The Post-Courier newspaper said the 18-year-old chopped her father's head clean off after he repeatedly raped her last Tuesday night in their village in the poverty-stricken Pacific nation's Western Highlands.
The report cited a pastor as saying the father, in his mid-40s, had three other children and raped his daughter when they were alone in the house after the mother and the other siblings visited relatives.
Pastor Lucas Kumi said the man went to his daughter's room in the night and raped her repeatedly.
"The father wanted to rape his daughter again in the morning inside the house and that was when the young girl picked up the bush knife and chopped her father's head off," he said.

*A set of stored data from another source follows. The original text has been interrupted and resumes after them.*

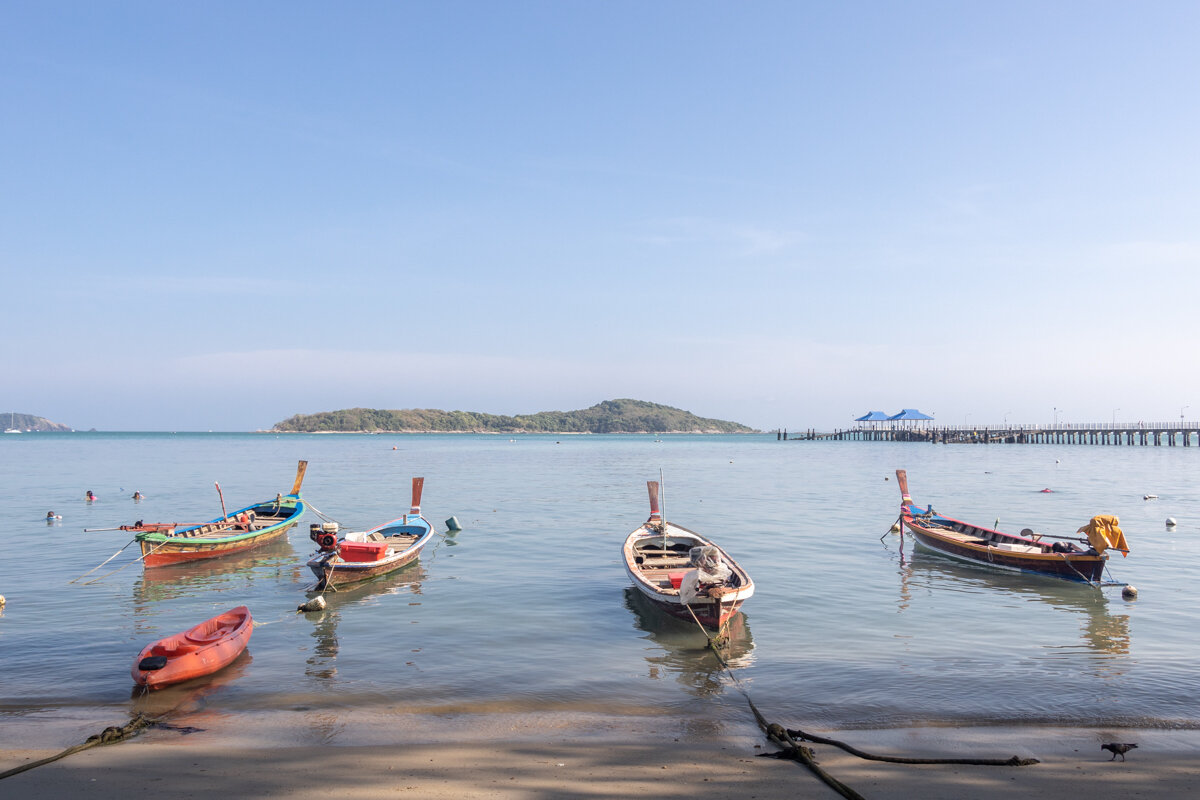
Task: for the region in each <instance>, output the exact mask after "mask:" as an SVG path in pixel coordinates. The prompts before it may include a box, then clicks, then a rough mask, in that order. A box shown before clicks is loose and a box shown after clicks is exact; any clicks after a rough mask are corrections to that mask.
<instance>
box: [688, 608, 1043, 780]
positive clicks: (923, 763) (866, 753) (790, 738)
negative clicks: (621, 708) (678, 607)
mask: <svg viewBox="0 0 1200 800" xmlns="http://www.w3.org/2000/svg"><path fill="white" fill-rule="evenodd" d="M685 607H686V608H688V610H689V613H691V618H692V619H694V620H695V621H696V625H697V627H700V632H701V633H703V634H704V638H706V639H707V640H708V648H709V650H712V652H713V655H714V656H715V657H716V661H718V662H719V663H720V664H721V667H722V668H724V669H725V673H726V674H727V675H728V676H730V680H731V681H732V684H733V686H734V688H737V690H738V692H739V693H740V694H742V697H744V698H745V700H746V704H748V705H749V706H750V711H751V712H752V714H754V717H755V721H756V722H757V723H758V727H760V728H761V729H762V732H763V733H764V734H767V739H768V740H770V741H772V742H774V744H775V745H778V746H779V747H780V748H781V752H779V753H764V756H769V757H772V758H786V759H792V760H796V762H799V763H802V764H804V765H805V766H808V768H809V770H811V771H812V774H814V775H816V776H817V777H818V778H820V780H821V781H822V782H823V783H826V784H827V786H828V787H829V788H832V789H833V790H834V792H836V793H838V794H840V795H841V796H844V798H846V799H847V800H864V798H863V795H860V794H858V793H857V792H856V790H854V789H852V788H851V787H848V786H846V784H845V783H842V782H841V781H839V780H838V778H835V777H833V776H832V775H829V774H828V772H827V771H826V770H824V769H822V768H821V765H820V764H817V762H816V757H815V754H814V752H812V750H811V748H809V747H805V746H803V745H800V744H798V742H797V739H800V740H805V741H812V742H816V744H822V745H833V746H835V747H840V748H841V750H844V751H846V752H847V753H851V754H852V756H857V757H858V758H863V759H866V760H876V762H888V763H893V764H970V765H977V766H1031V765H1033V764H1039V763H1040V762H1039V760H1038V759H1037V758H1019V757H1018V756H1012V757H1010V758H905V757H899V756H878V754H875V753H869V752H865V751H862V750H858V748H857V747H854V746H852V745H847V744H845V742H842V741H838V740H836V739H827V738H824V736H817V735H816V734H810V733H806V732H804V730H793V729H787V728H784V727H782V726H780V724H778V723H774V722H768V721H767V717H764V716H763V715H762V712H761V711H760V710H758V706H757V705H755V703H754V699H751V697H750V693H749V692H748V691H746V690H745V687H744V686H743V685H742V682H740V681H739V680H738V678H737V675H736V674H734V673H733V668H732V667H731V666H730V663H728V661H726V660H725V657H724V656H722V655H721V652H720V650H719V649H718V644H716V642H715V640H714V638H713V637H710V636H708V631H707V630H706V628H704V626H703V625H701V624H700V619H698V618H697V616H696V613H695V612H694V610H692V609H691V606H689V604H686V603H685ZM719 633H720V632H719Z"/></svg>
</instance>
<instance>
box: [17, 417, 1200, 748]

Community leaders are now refusing to hand the girl over to police, vowing to protect her.
"The people and leaders in our area went and saw the headless body of the father after the girl reported the incident to the leaders and the people and told her story of why she had killed her father," said Kumi.
"The daughter did what she did because of the trauma and the evil actions of her father so that is why we have all agreed that she remains in the community."
Violent crime, as well as witchcraft, is rife in Papua New Guinea with the government last month voting to revive the death penalty in a bid to deter offenders after a series of high-profile grisly incidents.
Brutality against women, including domestic violence and rape, is also endemic in the country.
Over the weekend, the Post-Courier reported that child prostitution is on the rise, particularly in the capital Port Moresby where many new nightclubs have sprung up, with young girls increasingly being forced into the sex trade.
Some are being pushed into selling themselves by their parents to help them cope with rising costs of living, it said, citing non-government organisations.
"Child prostitution is an issue so hidden from our public consciousness that the mere mention of it results in shock and denial," said one NGO.
"It's true, and it's here so we have to face it."